„Taking What We Need“ umgeht die Bürokratie und verteilt die Mittel direkt an Transfrauen mit geringem Einkommen in Montreal.
Kanadas Transgender-Community hat in den letzten zehn Jahren viele Fortschritte gemacht: Sie hat sich den Schutz ihrer Rechte gesichert, wurde in politische Ämter gewählt und sieht sich selbst durch Hauptfiguren in beliebten Fernsehsendungen repräsentiert. Aber es ist immer noch alles andere als einfach, in Kanada trans zu sein. Jüngsten Berichten zufolge geben 74 Prozent der transsexuellen Jugendlichen an, verbal belästigt worden zu sein; in Ontario war die Arbeitslosenquote für Transsexuelle fast dreimal so hoch wie im ganzen Land; und Transsexuelle verdienen im Durchschnitt nur 15.000 Dollar pro Jahr.

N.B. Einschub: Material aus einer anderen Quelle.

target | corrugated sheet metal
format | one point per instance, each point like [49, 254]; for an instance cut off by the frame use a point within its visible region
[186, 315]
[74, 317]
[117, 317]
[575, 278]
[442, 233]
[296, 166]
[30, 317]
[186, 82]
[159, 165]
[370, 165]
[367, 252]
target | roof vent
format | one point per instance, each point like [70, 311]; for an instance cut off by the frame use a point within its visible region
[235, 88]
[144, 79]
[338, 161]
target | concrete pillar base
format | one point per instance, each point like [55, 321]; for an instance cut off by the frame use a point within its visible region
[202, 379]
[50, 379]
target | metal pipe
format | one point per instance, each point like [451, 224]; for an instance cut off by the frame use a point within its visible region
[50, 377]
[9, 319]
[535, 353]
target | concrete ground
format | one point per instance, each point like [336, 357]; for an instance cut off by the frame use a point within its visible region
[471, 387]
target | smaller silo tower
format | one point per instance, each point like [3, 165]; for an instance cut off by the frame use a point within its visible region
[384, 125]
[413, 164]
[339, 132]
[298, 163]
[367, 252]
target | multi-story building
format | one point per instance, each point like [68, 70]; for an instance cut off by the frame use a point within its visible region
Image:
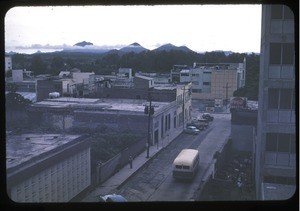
[8, 63]
[119, 114]
[47, 167]
[275, 165]
[211, 80]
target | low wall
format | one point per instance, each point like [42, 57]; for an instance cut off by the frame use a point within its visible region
[105, 170]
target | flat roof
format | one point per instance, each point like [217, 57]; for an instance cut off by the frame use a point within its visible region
[272, 191]
[136, 105]
[22, 148]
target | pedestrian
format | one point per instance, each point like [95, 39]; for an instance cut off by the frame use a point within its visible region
[130, 161]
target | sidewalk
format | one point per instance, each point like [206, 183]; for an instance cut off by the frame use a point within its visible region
[109, 186]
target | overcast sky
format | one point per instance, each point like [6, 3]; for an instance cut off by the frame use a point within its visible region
[234, 28]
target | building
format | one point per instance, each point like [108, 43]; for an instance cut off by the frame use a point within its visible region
[47, 167]
[275, 165]
[8, 63]
[67, 83]
[212, 80]
[121, 115]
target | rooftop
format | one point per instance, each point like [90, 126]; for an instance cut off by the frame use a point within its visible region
[134, 105]
[22, 148]
[272, 191]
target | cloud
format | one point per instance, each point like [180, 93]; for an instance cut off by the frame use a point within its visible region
[68, 47]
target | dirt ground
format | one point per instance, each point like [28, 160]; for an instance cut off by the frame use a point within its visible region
[232, 182]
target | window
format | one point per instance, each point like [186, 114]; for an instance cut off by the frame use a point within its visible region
[275, 53]
[288, 14]
[281, 99]
[288, 53]
[196, 90]
[285, 99]
[282, 53]
[271, 142]
[283, 142]
[281, 12]
[273, 98]
[280, 142]
[276, 12]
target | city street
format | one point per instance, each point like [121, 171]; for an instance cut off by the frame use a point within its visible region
[154, 181]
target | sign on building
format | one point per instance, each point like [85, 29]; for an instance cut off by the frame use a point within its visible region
[238, 102]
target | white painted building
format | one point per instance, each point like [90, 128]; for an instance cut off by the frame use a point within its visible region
[275, 148]
[47, 167]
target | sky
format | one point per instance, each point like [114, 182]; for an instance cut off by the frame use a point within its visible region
[201, 28]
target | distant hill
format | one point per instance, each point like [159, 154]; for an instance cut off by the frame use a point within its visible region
[83, 43]
[134, 47]
[169, 47]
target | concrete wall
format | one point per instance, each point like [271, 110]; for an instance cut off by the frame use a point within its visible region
[59, 182]
[242, 138]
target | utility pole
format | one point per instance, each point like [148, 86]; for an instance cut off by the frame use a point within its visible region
[150, 111]
[226, 87]
[183, 106]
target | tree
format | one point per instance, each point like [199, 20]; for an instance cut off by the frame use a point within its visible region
[57, 65]
[15, 101]
[38, 66]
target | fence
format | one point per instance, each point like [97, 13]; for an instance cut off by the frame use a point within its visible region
[105, 170]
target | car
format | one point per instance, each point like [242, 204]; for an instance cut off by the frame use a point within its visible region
[112, 198]
[203, 122]
[196, 124]
[208, 116]
[191, 130]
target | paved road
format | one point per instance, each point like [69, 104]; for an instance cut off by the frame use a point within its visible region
[154, 182]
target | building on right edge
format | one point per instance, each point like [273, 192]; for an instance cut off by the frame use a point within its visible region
[275, 148]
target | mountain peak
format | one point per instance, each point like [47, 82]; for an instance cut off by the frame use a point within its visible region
[83, 43]
[134, 47]
[135, 44]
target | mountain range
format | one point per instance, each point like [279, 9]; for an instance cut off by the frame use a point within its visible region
[135, 47]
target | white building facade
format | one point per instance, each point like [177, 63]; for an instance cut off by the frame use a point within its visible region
[275, 148]
[57, 171]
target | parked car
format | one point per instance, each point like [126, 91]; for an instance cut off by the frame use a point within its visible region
[203, 122]
[112, 198]
[192, 130]
[208, 117]
[196, 124]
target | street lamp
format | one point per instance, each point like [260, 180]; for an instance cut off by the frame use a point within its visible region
[150, 111]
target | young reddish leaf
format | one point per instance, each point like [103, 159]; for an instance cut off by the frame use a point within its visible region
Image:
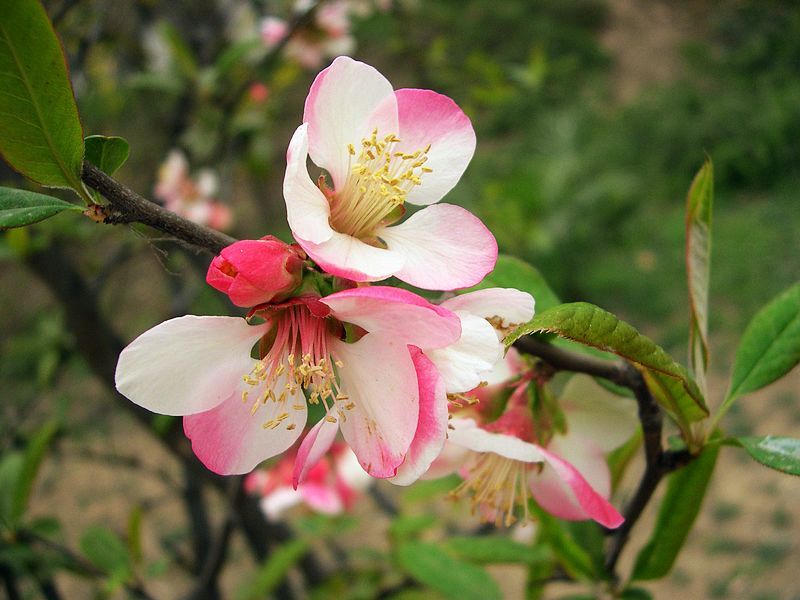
[699, 203]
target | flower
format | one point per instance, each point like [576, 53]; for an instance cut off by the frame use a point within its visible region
[486, 317]
[500, 469]
[254, 272]
[192, 199]
[383, 148]
[331, 487]
[498, 459]
[240, 410]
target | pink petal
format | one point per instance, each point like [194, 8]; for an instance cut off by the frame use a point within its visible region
[510, 305]
[345, 256]
[562, 490]
[313, 447]
[445, 247]
[396, 312]
[430, 118]
[432, 425]
[230, 439]
[379, 377]
[307, 209]
[467, 434]
[469, 361]
[188, 364]
[338, 109]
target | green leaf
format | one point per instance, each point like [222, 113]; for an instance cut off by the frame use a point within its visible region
[21, 207]
[699, 204]
[770, 346]
[776, 452]
[577, 562]
[495, 549]
[515, 273]
[451, 577]
[406, 526]
[11, 465]
[40, 132]
[33, 456]
[592, 326]
[106, 550]
[685, 492]
[107, 153]
[274, 570]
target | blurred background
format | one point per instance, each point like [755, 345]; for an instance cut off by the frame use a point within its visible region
[592, 117]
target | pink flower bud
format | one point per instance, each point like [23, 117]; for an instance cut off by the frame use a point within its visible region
[253, 272]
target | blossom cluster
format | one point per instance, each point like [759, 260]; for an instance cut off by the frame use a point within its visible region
[193, 198]
[414, 387]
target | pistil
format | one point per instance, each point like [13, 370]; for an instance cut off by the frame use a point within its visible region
[378, 183]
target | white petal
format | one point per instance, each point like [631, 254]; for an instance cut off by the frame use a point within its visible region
[445, 247]
[466, 433]
[510, 305]
[338, 109]
[307, 209]
[188, 364]
[379, 377]
[470, 360]
[348, 257]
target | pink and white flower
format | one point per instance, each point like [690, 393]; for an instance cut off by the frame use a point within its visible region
[193, 199]
[383, 148]
[331, 487]
[240, 410]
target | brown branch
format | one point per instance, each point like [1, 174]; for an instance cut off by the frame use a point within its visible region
[658, 463]
[126, 206]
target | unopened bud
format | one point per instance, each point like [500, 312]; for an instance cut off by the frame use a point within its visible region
[255, 272]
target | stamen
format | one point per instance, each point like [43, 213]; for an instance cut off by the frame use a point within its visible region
[497, 485]
[379, 180]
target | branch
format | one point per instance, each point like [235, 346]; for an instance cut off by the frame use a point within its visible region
[658, 463]
[126, 206]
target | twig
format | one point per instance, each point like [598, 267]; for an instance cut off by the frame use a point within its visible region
[126, 206]
[206, 586]
[658, 463]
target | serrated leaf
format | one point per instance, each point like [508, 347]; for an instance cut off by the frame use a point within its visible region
[453, 578]
[679, 508]
[770, 346]
[21, 207]
[40, 132]
[495, 550]
[107, 551]
[274, 570]
[107, 153]
[511, 272]
[699, 203]
[774, 451]
[592, 326]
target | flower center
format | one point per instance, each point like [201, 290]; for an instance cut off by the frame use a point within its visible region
[497, 485]
[296, 367]
[377, 185]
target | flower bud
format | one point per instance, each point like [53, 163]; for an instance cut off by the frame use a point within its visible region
[254, 272]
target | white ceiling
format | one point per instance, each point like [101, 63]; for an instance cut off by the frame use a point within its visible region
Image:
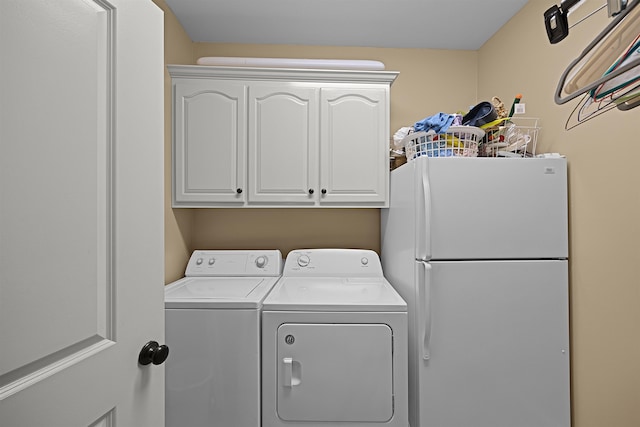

Im Jahr 2015 beschlossen drei Transgender aus Montreal – die Komikerin und Autorin Estelle Davis, die Bühnenkünstlerin und Barkeeperin Lenore Claire und die Musikerin und Community-Organisatorin Elle Barbara –, dass es ihre Aufgabe sei, ein effektives Unterstützungssystem für andere Transsexuelle aufzubauen. Ihre Organisation Taking What We Need wollte einkommensschwachen transfemininen Menschen finanzielle Unterstützung nach eigenem Ermessen zur Verfügung stellen – Geld für Miete, Lebensmittel, mit der Geschlechtsumwandlung verbundene Kosten oder alles andere, was sie zum Gedeihen brauchen.
Die Frauen wussten aus Erfahrung, dass der Prozess der Geschlechtsumwandlung selbst kostspielig sein kann. Gesichtsfeminisierungsoperationen, Kleidung, Make-up und Besuche bei Therapeuten, die viele Frauen während ihrer Geschlechtsumwandlung aufsuchen, können unerschwinglich teuer sein. Sogar die Laser-Haarentfernung, die manche Transfrauen für ihr Gesicht wünschen, kann vierstellige Beträge kosten.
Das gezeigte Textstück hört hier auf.